When it comes to garbage, nobody does it better than Flagler Beach. Beverly Beach residents found that out quickly after their town government too hurriedly dumped its garbage contract with Flagler Beach last October and went with Waste Pro, the private contractor that provides service for Palm Coast and Flagler County.
“After one week of it, I had phone calls like you would not believe,” Beverly Beach Mayor Steve Emmett said. “And they let us know. So what we’re doing is what the public tells us they want.”
Waste Pro has had its issues with Palm Coast and Flagler County in recent years, with both governments’ elected officials getting the same sort of phone calls because of spottily shoddy service, though the company has been striving to make adjustments, shorten routes, add staff and supervisors and work with the two governments on improvement plans. But losing the contract in Beverly Beach suggests that the company’s woes in Flagler County are not ending.
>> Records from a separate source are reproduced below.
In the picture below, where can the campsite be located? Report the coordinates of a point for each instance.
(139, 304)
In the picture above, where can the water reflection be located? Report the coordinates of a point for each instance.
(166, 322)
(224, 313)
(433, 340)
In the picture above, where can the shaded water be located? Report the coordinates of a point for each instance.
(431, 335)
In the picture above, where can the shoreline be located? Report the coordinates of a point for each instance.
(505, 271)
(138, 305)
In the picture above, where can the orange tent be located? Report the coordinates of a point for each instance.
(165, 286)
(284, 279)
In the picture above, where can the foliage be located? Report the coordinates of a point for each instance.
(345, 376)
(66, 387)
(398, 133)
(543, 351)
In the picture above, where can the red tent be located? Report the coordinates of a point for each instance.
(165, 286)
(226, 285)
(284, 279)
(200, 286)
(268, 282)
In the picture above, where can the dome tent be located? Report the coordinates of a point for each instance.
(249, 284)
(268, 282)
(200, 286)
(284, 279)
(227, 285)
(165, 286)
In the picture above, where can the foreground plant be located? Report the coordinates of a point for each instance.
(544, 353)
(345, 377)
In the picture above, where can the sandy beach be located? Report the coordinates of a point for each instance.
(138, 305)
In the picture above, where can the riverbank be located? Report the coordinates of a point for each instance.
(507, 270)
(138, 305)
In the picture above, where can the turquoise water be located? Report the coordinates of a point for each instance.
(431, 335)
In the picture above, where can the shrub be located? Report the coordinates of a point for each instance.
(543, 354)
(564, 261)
Waste Pro service was generating its share of complaints in Beverly Beach–a town with about “500 residents with 200 occupied dwellings,” according to the city’s mayor–but the initial error was more the town commission’s than the garbage hauler’s. Last summer Emmett and the Beverly Beach council feared that Flagler Beach was going to raise its garbage rates 10 percent. Flagler Beach had, in fact, considered doing so. But it never went through with the plan. Despite being “very satisfied” with Flagler Beach’s garbage haulers, in Emmmett’s words, Beverly Beach voted in September 2018 to switch to Waste Pro by that November 30. Emmett informed Flagler Beach in a letter even as he thanked the city “for providing excellent customer service to the residents of Flagler Beach.”
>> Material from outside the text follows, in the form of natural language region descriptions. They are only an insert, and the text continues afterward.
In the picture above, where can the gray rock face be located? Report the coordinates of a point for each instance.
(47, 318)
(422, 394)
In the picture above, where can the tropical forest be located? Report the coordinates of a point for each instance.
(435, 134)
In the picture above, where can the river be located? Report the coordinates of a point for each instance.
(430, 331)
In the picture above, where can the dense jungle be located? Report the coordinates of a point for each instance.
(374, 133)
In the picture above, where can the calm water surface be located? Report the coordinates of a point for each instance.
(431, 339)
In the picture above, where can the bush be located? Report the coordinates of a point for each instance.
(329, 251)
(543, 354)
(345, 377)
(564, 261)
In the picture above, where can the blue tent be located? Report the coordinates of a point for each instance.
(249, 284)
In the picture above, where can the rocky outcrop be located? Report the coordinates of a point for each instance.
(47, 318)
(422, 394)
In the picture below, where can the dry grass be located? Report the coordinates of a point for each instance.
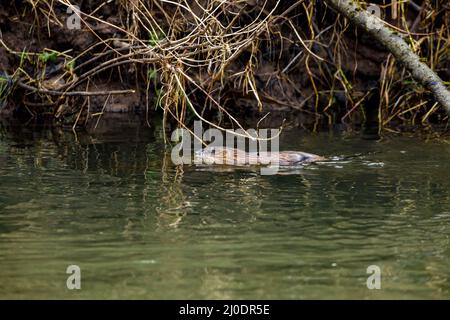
(188, 54)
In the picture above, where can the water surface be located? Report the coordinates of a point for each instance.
(139, 227)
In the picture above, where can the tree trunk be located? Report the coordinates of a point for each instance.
(396, 45)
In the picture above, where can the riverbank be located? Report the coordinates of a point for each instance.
(159, 60)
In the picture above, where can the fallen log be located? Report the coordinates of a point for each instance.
(396, 45)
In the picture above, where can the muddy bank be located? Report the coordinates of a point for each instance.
(304, 59)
He and his commission had jumped the gun. The Flagler Beach City Commission that very month had approved a budget–without an increase in garbage rates. Beverly Beach didn’t learn of that until a town resident informed its commissioners on Dec. 28. “This came as a shock to me and the commission,” Emmett wrote Flagler Breach Mayor Linda Provencher on the last day of the year in 2018, “and we wonder why that decision was never conveyed to us. We did not sign our contract with Waste Pro until November and would have had time to cancel the change and continue the great relationship we have enjoyed with Flagler Beach.” Then again, all it would have taken for any of Beverly Beach’s commissioners, its mayor or town clerk was one phone call, or a stroll down to Flagler Beach City Hall, to figure out that the 10 percent increase had vanished. So it was too late.
“I don’t want to say we made a mistake,” Emmett said of Beverly Beach’s mistake. “We did what we thought was right for our town in reference to finance.” He was justifying the back and forth to the Flagler Beach City Commission as Flagler Beach was preparing to take back Beverly Beach, almost no questions asked. “Bottom line was we had to make a decision as to whether get it cheaper through Waste Pro, which we did, but what we didn’t realize was that Waste Pro–”
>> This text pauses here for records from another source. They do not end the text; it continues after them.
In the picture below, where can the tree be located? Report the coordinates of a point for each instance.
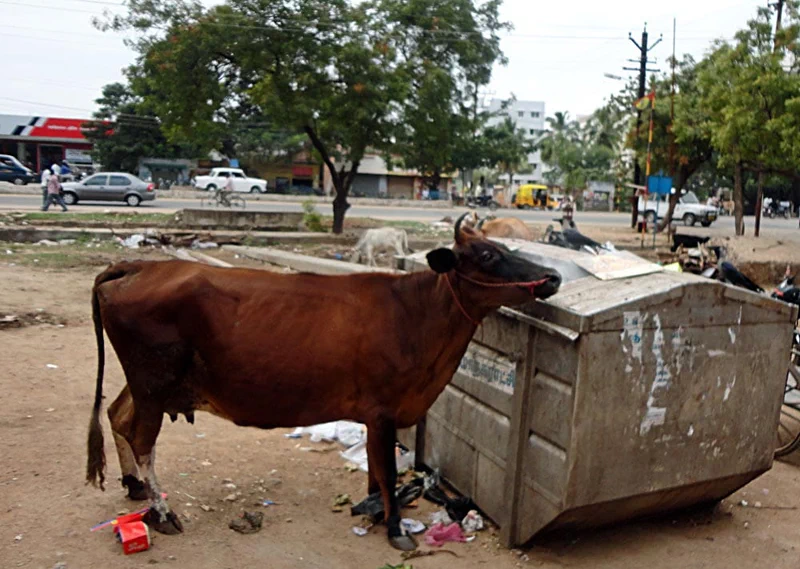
(122, 131)
(683, 145)
(752, 90)
(579, 153)
(445, 52)
(321, 67)
(507, 147)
“Plays by their own rules,” Flagler Beach City Commissioner Marshall Shupe said, finishing Emmett’s sentence at last week’s commission meeting. The Flagler Beach commissioners were gracious, merely welcoming Beverly Beach back. The contract language runs over 40 pages long, but Shupe summed it up in five words: “Whatever we get, they get.”
The only issue in the contract was its severance clause: it was initially written to call for “mutual agreement” before either side could bail.
“I don’t like the mutual agreement verbiage,” Flagler Beach Commissioner Eric Cooley said. “When we get into mutual agreements, we get into like what we have with the building.” He was referring to the city’s ongoing wrangles over the Wickline Center on South Daytona Avenue, a city-owned building that Flagler County has controlled for years, because of restrictive contractual language. “We need to have wording in there where if we need to separate, we can separate and we don’t need a mutual agreement. I do not want to be locked in on waiting on another party that keeps us, we’ll call it held hostage, for whatever reason. We need to be able to end the agreement if something crazy happens. Because we have the same issue going on now with our building, with the county.”
Commissioners agreed to include a cluase that gives Flagler Beach or Beverly Beach the right unilaterally to quit the contract with a 90-day notice.
Otherwise, “We just go back to the way it was,” Flagler Beach City Manager Larry Newsom said.